To install dependencies and configure the tool through secured KNOX gateway, run the install
command with the KNOX Gateway URL
ingest.sh install https://<knox FQDN>:<port>/gateway/<topology_name> <path_to_CA_root_certificate>
e.g
ingest.sh install https://knox.service.dc1.pnda.local:8443/gateway/pnda /root/pndaproject/pnda-cli/platform-certificates/pndaproject-ca.crt
For SSL certificate verification, enter the path to root CA certificate(This certificate can be retrieved from "pnda-cli/platform-certificates/pndaproject-ca.crt")
Please check with your cluster administrator for the correct IP address and port, as it may change in production deployments.
To upload file or directory onto a cluster, run the upload
command with the dir/file name.
You can use the -f
flag to overwrite existing files, and -t number of threads
for parallelism.
It prompts to enter username & password for Knox gateway authentication
ingest.sh upload localfile or local_directory
e.g
ingest.sh upload Readme.txt
ingest.sh upload -f -t 10 /user/data
Once the upload completes, verify whether the transferred files are stored in the /user/pnda/PNDA_datasets/bulk/
folder in HDFS.
The tool depends on the hdfs
python pip package.

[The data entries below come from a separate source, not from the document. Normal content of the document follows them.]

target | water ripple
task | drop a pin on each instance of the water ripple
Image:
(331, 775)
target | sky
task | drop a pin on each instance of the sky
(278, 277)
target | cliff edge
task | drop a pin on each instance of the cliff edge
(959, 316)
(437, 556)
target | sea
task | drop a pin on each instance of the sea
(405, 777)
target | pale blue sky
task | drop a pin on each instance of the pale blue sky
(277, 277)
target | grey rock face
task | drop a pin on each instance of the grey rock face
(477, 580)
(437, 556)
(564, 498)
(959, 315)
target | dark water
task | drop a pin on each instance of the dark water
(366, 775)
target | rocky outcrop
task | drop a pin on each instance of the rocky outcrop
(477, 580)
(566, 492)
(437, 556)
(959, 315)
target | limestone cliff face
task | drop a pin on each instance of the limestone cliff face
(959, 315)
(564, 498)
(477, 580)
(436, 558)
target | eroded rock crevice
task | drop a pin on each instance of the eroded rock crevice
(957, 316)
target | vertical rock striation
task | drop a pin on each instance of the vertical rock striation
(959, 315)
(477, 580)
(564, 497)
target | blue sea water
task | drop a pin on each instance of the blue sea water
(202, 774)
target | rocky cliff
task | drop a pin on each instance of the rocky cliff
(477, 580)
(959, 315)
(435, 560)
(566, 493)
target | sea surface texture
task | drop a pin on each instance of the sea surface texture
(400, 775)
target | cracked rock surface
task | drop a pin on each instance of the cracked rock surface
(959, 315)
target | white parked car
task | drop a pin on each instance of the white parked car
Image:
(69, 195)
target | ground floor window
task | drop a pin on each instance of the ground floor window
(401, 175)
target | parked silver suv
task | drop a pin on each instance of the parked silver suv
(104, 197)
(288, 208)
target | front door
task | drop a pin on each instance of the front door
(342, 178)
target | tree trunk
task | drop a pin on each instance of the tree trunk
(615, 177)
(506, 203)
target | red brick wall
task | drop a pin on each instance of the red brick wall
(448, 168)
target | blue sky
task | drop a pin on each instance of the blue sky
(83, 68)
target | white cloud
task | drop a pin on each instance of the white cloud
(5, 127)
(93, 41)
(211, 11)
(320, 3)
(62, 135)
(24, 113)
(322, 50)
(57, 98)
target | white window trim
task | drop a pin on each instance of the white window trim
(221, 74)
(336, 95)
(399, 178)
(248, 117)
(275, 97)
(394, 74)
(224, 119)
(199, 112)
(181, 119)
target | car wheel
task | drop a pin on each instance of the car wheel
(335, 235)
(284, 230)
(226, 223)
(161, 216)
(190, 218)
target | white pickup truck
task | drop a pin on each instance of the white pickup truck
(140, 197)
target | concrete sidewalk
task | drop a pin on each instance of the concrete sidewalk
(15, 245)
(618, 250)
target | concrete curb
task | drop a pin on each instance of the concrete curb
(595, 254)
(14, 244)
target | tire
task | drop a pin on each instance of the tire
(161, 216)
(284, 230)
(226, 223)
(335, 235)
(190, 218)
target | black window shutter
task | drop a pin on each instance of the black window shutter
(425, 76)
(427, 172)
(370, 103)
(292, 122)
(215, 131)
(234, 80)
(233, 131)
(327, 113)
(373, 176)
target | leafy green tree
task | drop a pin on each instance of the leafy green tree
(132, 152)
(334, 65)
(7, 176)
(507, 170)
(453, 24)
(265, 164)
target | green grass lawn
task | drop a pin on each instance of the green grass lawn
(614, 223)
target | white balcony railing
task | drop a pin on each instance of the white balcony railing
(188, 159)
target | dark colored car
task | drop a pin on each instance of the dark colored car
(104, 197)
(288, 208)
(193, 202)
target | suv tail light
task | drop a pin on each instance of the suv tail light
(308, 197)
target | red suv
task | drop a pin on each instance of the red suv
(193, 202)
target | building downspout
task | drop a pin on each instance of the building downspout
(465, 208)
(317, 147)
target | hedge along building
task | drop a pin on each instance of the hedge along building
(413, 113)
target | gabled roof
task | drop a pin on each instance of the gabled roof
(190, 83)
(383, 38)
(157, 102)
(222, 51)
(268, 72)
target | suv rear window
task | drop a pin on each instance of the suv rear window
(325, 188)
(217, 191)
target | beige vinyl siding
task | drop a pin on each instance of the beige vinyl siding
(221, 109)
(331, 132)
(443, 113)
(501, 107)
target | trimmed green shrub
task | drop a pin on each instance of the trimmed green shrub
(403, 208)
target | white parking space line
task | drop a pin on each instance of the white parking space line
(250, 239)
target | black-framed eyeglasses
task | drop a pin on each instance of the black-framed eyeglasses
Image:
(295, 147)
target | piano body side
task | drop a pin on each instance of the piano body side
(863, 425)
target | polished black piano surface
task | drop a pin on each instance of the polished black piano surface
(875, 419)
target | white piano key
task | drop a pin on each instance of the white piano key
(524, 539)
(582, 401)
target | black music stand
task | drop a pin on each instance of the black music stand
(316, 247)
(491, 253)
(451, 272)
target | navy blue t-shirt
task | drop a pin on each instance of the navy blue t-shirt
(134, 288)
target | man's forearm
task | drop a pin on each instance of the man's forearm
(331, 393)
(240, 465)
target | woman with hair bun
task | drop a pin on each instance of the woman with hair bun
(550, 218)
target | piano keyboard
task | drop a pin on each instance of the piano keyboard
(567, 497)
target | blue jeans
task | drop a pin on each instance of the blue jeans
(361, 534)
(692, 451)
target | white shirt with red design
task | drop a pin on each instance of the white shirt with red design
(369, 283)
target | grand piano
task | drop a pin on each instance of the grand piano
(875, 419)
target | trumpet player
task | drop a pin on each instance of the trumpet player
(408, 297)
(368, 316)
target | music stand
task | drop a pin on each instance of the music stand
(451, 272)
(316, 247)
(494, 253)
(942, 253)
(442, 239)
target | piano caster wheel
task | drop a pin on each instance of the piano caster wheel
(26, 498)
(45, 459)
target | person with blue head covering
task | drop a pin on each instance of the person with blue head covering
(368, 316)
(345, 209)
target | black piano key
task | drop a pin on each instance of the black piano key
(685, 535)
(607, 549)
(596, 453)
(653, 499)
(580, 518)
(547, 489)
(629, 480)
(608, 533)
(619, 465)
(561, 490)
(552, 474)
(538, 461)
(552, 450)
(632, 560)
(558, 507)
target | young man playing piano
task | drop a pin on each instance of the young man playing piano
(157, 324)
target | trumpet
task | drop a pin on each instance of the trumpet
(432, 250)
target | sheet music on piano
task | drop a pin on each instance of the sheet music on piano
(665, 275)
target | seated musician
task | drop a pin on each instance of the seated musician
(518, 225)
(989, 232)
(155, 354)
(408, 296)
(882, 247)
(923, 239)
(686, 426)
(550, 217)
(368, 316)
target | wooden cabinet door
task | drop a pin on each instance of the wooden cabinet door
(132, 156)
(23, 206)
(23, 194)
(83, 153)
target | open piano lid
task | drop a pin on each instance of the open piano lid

The install
command when run also sets up the package, as well as populating the cli config.
- Sometime the files or nested directories are not overwritten for large folders. In such case rerun the upload command with -f switch.
- Appending a '/' slash at the end seem to have weird effect, in some case even overwriting the directory. To upload a directory just use its name as the argument.